Marcin Bogucki. Persona: Sikorski
Marcin Bogucki reviews the play Holzwege directed by Katarzyna Kalwat (TR Warszawa, 15.01.2016). Bogucki notes the significance of the surrealist poster, which corresponds to the peculiar form of Marta Sokołowska’s drama about Tomasz Sikorski, composed of paradoxes and contradictory opinions. The author stresses the liberal approach to the text, fragments of which are used as material for the actors’ improvisations. The author compares the reconstruction of the narrative to Krystian Lupa’s Persona diptych – apart from problematizing the motif of the artist, both productions mix private life and art, and feature intense performances based on the private lives of the main actors.

 

Diana Poskuta-Włodek. Factomontage
Diana Poskuta-Włodek reviews the book A Factomontage of Leon Schille: Social Politics in the People’s Poland. Potassium Cyanide. Cry, China!, edited by Anna Kuligowska-Korzeniewska (Zbigniew Raszewski Theater Institute, Warsaw 2015). The author begins with a brief outline of the idea and concept of Leon Schiller’s theater, then moves on to a presentation of the texts in the book. She believes that the press excerpts, photographs, and contemporaneous reviews contained in Factomontagemake for a parallel narrative of the publication. Poskuta-Włodek formulates the thesis that the book “is not a textbook for the history of the Polish political theater of the 20th and 21st centuries,” but a montage of facts that remain pertinent.

 

Piotr Dobrowolski. Hype, Collage, Deconstruction
An analysis of the Transfer! Texts for Theater anthology(Wydawnictwo Krytyki Politycznej, Warsaw 2015), edited by Joanna Krakowska. Piotr Dobrowolski concludes that the selected texts are often an adaptation or compilation of various literary sources, as well as paraphrases, reworkings, and pastiches of other texts from the world of culture.

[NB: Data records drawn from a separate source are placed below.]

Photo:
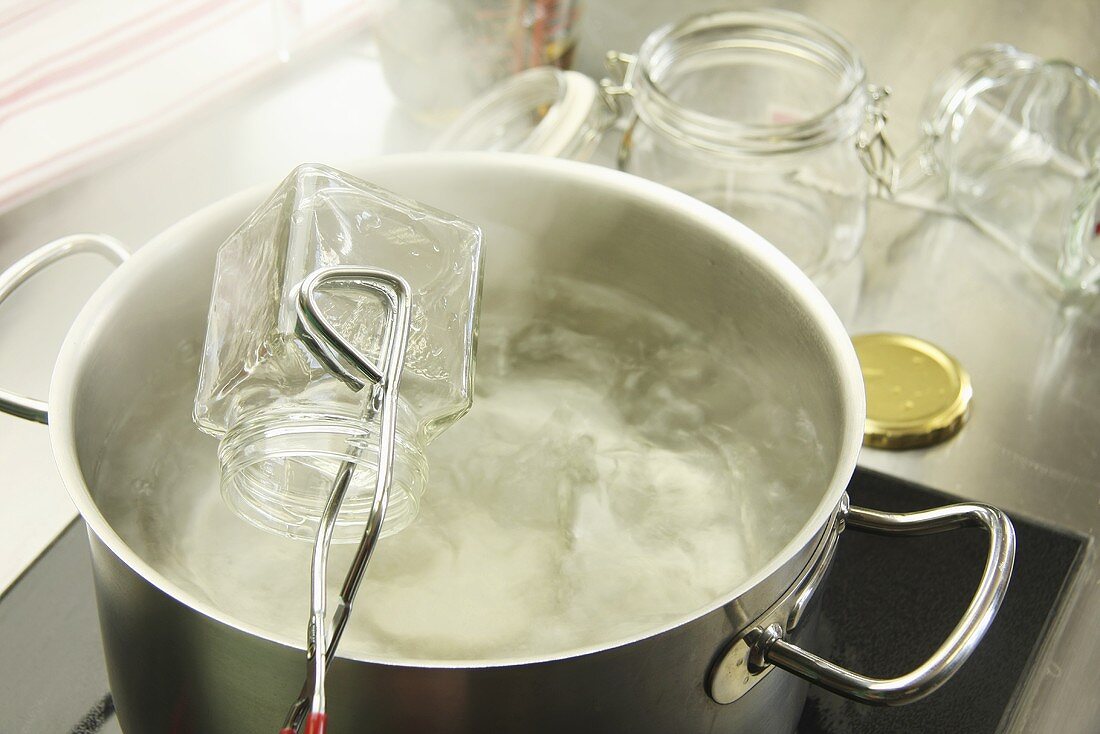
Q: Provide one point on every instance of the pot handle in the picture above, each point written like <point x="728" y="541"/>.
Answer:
<point x="22" y="271"/>
<point x="770" y="648"/>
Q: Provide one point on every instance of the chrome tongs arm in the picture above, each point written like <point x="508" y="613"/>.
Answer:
<point x="356" y="371"/>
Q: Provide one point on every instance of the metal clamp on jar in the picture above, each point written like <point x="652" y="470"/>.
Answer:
<point x="767" y="116"/>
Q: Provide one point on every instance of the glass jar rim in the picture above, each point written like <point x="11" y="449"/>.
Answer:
<point x="961" y="80"/>
<point x="656" y="107"/>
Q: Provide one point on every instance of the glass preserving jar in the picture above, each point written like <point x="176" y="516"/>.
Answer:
<point x="1018" y="141"/>
<point x="286" y="423"/>
<point x="765" y="114"/>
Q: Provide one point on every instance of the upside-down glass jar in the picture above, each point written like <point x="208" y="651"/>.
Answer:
<point x="765" y="114"/>
<point x="1018" y="140"/>
<point x="285" y="420"/>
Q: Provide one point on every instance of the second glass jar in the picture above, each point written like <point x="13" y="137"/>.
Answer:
<point x="767" y="116"/>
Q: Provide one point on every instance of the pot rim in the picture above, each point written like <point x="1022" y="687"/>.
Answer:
<point x="91" y="322"/>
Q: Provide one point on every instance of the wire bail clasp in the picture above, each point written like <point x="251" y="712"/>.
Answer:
<point x="876" y="152"/>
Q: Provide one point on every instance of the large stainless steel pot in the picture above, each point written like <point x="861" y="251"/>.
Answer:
<point x="177" y="665"/>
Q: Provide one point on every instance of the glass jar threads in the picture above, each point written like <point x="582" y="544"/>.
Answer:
<point x="765" y="114"/>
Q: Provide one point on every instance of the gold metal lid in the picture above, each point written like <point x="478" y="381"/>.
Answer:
<point x="916" y="394"/>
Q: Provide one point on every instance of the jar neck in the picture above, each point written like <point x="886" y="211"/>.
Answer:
<point x="278" y="466"/>
<point x="782" y="34"/>
<point x="971" y="74"/>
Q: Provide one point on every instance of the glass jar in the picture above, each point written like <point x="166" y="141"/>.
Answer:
<point x="286" y="423"/>
<point x="765" y="114"/>
<point x="1018" y="140"/>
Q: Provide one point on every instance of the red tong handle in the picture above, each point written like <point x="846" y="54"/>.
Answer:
<point x="315" y="724"/>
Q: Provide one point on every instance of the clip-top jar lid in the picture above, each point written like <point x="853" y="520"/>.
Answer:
<point x="916" y="394"/>
<point x="543" y="110"/>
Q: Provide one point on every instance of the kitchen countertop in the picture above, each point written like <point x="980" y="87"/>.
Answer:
<point x="1031" y="446"/>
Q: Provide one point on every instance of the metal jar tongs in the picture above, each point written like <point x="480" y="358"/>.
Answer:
<point x="358" y="372"/>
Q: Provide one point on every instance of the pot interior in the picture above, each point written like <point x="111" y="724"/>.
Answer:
<point x="666" y="412"/>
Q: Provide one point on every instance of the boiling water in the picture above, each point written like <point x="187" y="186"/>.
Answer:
<point x="617" y="472"/>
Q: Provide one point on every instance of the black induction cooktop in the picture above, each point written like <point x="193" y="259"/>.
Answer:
<point x="886" y="605"/>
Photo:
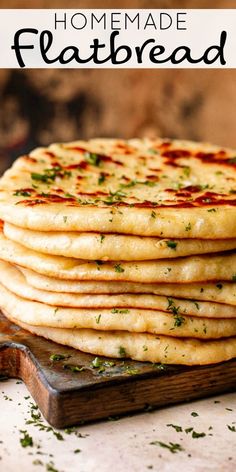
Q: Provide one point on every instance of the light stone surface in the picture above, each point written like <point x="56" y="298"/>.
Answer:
<point x="122" y="445"/>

Dobrowolski feels that reading this publication lets one glimpse the vague and unspoken assumptions behind recent theater literature, and its tendency to reconstruct. He admires the high standard of the texts chosen for the anthology, which, according to the author, fills a major gap in the popularization and promotion of Polish theater writing.

 

Elżbieta Rybicka. Syn(aesthesia) in Action
A review of Mateusz Chaberski’s book The (Syn)aesthetic Experience: Performative Aspects of Site-specific Productions (Księgarnia Akademicka, Krakow 2015). The author believes that Chaberski is skilled in explaining the difference between a vision-centric cognitive framework in the theater and the experience of a viewer of site-specific work. Rybicka also mentions that the author involves research on the performative archive and on such phenomena as bio art and techno art.